Trustee Douglas Harrison was the lone vote against the terms of the Bradshaw’s contract, which includes $358,864 in base pay with potential for 5 percent annual raises and retention bonuses as high as $80,000 a year.
Harrison asked whether such a salary would send mixed messages in a time when the state could deny additional funding and force the university to hike tuition or increase class size. Trustees grappled with alternative plans for funding if the state denies $13 million outlined in FGCU’s 2012 legislative agenda.
“We hear about shared sacrifice, about the urgent need to do much more with much less. This kind of compensation package sends the message that we don’t get it,” Harrison said. “I have a real fear and concern this plan will erode our image on campus and in the community.”
However, board member Edward Morton said FGCU needed to pay its leader a competitive salary.
“We are about to enter some of the most tumultuous, difficult times, and I believe we need a steady hand on the tiller, and we need to make sure that same individual maintains their hand on that tiller,” Morton said to agreement from other board members.

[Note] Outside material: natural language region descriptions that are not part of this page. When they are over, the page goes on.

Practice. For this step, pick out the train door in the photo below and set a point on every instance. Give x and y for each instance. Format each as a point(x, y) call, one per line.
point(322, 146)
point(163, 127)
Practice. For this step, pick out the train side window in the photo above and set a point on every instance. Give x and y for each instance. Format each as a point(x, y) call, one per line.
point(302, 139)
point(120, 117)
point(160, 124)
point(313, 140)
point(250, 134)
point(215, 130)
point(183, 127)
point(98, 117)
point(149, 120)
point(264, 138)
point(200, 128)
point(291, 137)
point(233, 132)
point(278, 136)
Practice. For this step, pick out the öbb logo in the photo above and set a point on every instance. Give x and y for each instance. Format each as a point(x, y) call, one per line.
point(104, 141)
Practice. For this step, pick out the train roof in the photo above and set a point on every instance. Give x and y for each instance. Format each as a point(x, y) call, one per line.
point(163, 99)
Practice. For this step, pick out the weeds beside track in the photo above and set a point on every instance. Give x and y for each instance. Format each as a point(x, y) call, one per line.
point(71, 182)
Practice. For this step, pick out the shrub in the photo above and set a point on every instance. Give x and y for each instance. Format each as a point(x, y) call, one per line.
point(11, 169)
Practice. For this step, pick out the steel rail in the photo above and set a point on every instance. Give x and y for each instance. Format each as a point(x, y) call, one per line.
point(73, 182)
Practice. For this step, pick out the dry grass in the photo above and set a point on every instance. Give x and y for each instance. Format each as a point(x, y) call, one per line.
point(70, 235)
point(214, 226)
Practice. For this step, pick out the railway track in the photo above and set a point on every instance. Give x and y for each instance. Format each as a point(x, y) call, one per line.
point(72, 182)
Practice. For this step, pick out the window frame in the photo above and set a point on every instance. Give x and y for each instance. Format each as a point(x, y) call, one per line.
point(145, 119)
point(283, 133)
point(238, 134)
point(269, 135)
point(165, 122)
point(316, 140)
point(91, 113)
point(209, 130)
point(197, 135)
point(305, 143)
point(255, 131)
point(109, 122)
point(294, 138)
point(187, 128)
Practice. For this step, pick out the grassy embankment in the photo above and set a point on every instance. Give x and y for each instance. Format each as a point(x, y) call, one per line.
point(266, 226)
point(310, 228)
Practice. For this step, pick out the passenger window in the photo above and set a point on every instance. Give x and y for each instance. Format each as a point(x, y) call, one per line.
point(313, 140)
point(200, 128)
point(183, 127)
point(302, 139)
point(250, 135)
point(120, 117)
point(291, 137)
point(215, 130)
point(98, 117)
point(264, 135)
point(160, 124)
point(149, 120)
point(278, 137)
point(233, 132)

Bradshaw’s contract proved comparable to salaries of presidents at 78 similar universities, the State University System of Florida, and nine “aspirational” universities according to a study by MGT of America Inc. of Tallahassee. Base pay for the first year of the new contract, beginning July 1, 2012, is the same as what the president is receiving this year, the last year of his current five-year contract.
Bradshaw received a raise at the June trustees meeting to get him to his current pay.

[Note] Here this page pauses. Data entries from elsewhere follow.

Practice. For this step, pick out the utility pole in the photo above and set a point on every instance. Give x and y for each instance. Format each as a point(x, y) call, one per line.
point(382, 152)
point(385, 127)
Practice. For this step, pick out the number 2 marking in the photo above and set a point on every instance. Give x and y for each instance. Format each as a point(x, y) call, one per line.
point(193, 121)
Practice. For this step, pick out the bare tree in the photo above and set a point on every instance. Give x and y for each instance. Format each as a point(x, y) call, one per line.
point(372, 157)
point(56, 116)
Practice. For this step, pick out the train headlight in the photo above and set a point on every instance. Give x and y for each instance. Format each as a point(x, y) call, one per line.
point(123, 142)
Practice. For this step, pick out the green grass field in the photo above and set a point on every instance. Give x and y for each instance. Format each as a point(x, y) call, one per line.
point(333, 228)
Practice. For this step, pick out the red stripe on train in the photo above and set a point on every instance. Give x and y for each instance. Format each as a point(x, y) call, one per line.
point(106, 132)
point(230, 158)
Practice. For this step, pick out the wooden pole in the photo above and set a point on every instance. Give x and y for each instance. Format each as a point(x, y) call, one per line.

Harrison offered to read complaints from faculty about the differing rewards systems saying “We see one person in the institution rewarded as if we’re thriving while the rest tighten our belts.”
This year, faculty and staff will receive a $1,000 one-time bonus Oct. 1, and a 2 percent pay raise Jan. 1.
Harrison worried that paying a leader according to rates at those nine aspirational institutions was ill advised considering FGCU does not meet other standards employed at such universities.
“We have lower graduation rates and SAT scores. We spend less per (full time equivalent student) and on instruction and more on administrative salaries and costs,” Harrison said. “There are risks in the approach to using data.”
Bradshaw thanked the board for approving his contract, which begins July 1, 2012 and extends through 2017. It includes a possible 5 percent increase in the annual base salary pending a positive review of his performance by board of trustees members.
The board can also award bonuses of up to $80,000 annually depending on retention and performance incentives. Bradshaw will continue to receive a $50,000 housing allowance, travel reimbursement for his spouse, and $8,000 in annual reimbursement under his long-term disability insurance policy should he become disabled.
As Bradshaw’s salary increases, so does the student body with record enrollment of 12,600 students this year, a 5 percent increase from last year. University officials said the goal is to add 500 new beds to campus next school year.
“We have plenty of land to build new dorms on,” said Steven Magiera, vice president for university advancement.
The university purchased a 24-acre plot of land for about $5 million near West Lake Village for the new dorm, Osprey Hall. New housing is responsible for $173.6 million of the university’s nearly $202 million in bond debt. Construction of parking garages and an addition to the Student Union are responsible for the rest.
Aside from physical growth, FGCU has added six new academic programs since 2007 and has plans for eight more by 2013.
The university has asked for $13 million in recurring funds from the state in its 2012 legislative initiative, citing underfunding from the New Florida Initiative.
The initiative gives state universities money for each full-time equivalent student enrolled. Most universities do not receive full funding for all FTE students, but FGCU receives only 66 percent compared to an average of 90 percent at three other state institutions.
Because FGCU is entitled to the FTE funding like all other state universities, officials are hopeful those funds will be awarded. If they are not, Plan B is to raise tuition in the double digits, at or near the state’s 15 percent yearly cap on tuition increases.
“I think we have to speak loudly on this and take a firm stand on this $13 million we’re entitled,” said trustee Robbie Roepstorff. “We don’t want to be the only ones out there throwing in 15 percent tuition increases.”
Bradshaw said Plan C involves cost-saving measures.
“We will continue to realize new efficiencies,” he said. “Class size will have to go up a tick or two, and also we will have a slower rate of growth. That cuts into revenue, but we won’t have as many students coming in each year.”
Bradshaw said an increasing number of students have applied at FGCU, proving the current tuition rates are not a hindrance despite concern from some board members.
“We’re admitting as many students as we can accommodate now,” Bradshaw said. “If we had more capacity, we could admit even more students. The number of applications this year were higher than last year. Our product is highly desired by an increasing amount of students and (students) outside our region. We’re not at a price point where it’s an obstacle to attending FGCU.”
FGCU has also asked for funding from the Public Education Capital Outlay to make up for the $4.5 million in funding denied by the state for completion of the new health professions building.